Pesky Flies and Bloodstained Velvet
During early August most mature red deer stags will have completed regrowth of their antlers. The protective highly vascular velvety skin that supplied oxygen and nutrients to the growing bone over the past months now starts to dry out and decay, attracting numerous flies. Stags may become more difficult to spot at this time as they lie up in high cover, such as reed beds, bracken and cereal fields for much of the day, to get away from pesky flies. More unusually some stags may seek out shade in a secluded garden, as shown in the clip below of a stag that came right up close to my garden trail camera last year, and shows swarms of flies surrounding his antlers during mid-August.
By the end of August mature stags will ‘clean’ their antlers of the remaining velvet skin that is now ‘in tatters’, to reveal their shiny new antler tips, ready to do battle in the autumn rut.

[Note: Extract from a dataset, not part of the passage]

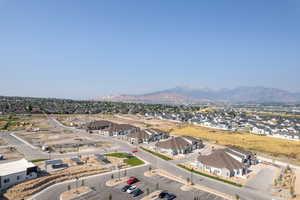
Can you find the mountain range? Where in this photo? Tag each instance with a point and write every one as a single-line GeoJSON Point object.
{"type": "Point", "coordinates": [186, 95]}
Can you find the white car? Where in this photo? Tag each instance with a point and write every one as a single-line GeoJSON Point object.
{"type": "Point", "coordinates": [131, 189]}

There is no strict age-order in which stags will shed their velvet. Younger stags and prickets (or called spikers or knobbers when only grown their first set of spikes) may shed their velvet either before or after the mature stags, depending largely on size of the antlers, whether they were born relatively early or late in the season the year before, and local conditions. The young stag on Exmoor in the video below with the very long single spikes was still ‘In Tatters’ on 31st August when I took that clip a couple of years ago.

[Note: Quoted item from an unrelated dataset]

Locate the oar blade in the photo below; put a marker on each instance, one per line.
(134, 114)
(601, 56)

See below for previous Month:
The Red deer Year: July
Velvet Stags and Spotted Calves.
In July red deer stags are at their most tolerant of each other. Many join all-male bachelor groups, commonly 5 to 15 strong, though occasionally as in the clip below much larger aggregations may be seen even in the wild. Meanwhile, young red deer calves born during May and early June, which had been hiding away in dense cover most of the day for the first few weeks of their lives, become easier to see out in the open in July. They now start to join female herds for at least part of the day, and may form ‘nursery groups’ of several calves together, looked out for by one or two mature hinds. This often leads people to think they are seeing twin calves, though twins are actually quite rare among red deer. Hinds with young calves nearby are especially vigilant and will bark loudly at any sign of perceived danger, …. such as an amateur cameraman hiding in the bushes!